Since 1971, Newton and Helen Mayer Harrison have been creating art projects that aim to "improve the human relation with the environment." Their research into endangered ecosystems has taken them as far afield as Israel and Sri Lanka (currently the subject of "The Lagoon Cycle" at County Museum of Art, through Sunday).
Their latest project, at Art Center College of Design's downtown Pasadena gallery (through Jan. 9), brings them much closer to home. "Devil's Gate Transformation: A Refuge for Pasadena" is a proposal to reclaim the Arroyo Seco's Devil's Gate Dam area for a combination of recreation, wildlife conservation and flood control.
Located between Jet Propulsion Laboratories and the Rose Bowl, the dam was built in 1919 to prevent silt from flowing downstream during heavy winter rainfall.
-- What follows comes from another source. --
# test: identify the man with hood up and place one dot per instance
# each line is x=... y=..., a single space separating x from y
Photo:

The resulting debris basin has subsequently become the site for illegal dumping and rock quarrying, creating both an environmental eyesore and a threat to local river ecologies.
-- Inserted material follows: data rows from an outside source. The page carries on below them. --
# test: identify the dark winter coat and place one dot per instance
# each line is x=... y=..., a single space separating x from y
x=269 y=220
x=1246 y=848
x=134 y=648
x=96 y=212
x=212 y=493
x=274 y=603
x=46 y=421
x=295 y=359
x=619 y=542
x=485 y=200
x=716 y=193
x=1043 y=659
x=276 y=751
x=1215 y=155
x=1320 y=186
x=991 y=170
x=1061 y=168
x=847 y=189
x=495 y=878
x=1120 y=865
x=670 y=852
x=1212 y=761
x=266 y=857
Working in collaboration with Pasadena's Community Action for Parks, the Harrisons have presented a plan to fulfill the area's flood control needs and simultaneously create a public park and wildlife sanctuary. Panoramic aerial photographs, topographical maps and a 15-foot scale model illustrate their proposal for a raised habitat area and commons overlooking a new lake.